Nawiązań do czasów SLD - poza powrotem Barcikowskiego - w Agencji jest coraz więcej. Pierwszym zastępcą Bondaryka jest ppłk Jacek Mąka, który w 2004 r. był również zastępcą szefa z SLD. Rada Konsultacyjna szkoły w Emowie ma pomagać w opracowaniu programu nauczania szkoły. Przede wszystkim to instytucja służąca do uhonorowania osób, które dla danego szefa ABW są ważne.

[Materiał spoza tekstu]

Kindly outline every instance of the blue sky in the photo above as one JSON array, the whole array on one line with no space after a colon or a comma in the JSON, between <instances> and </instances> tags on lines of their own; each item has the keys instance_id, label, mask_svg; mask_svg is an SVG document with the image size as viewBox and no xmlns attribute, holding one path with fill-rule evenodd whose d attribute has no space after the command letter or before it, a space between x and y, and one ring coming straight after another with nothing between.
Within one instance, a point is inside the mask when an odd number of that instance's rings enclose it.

I tak w radzie powołanej przez Bogdana Święczkowskiego zasiadali m.in. profesor Andrzej Zybertowicz oraz zastępca prokuratora generalnego Przemysław Piontek, współpracownik ministra Zbigniewa Ziobry. Z kolei w radzie programowej powołanej przed laty przez Andrzeja Barcikowskiego znaleźli się oprócz ludzi służb i biznesu, pokroju gen. Gromosława Czempińskiego i płk. Wojciecha Brochwicza, także politycy i naukowcy, jak Waldemar Kuczyński i prof. Marian Filar.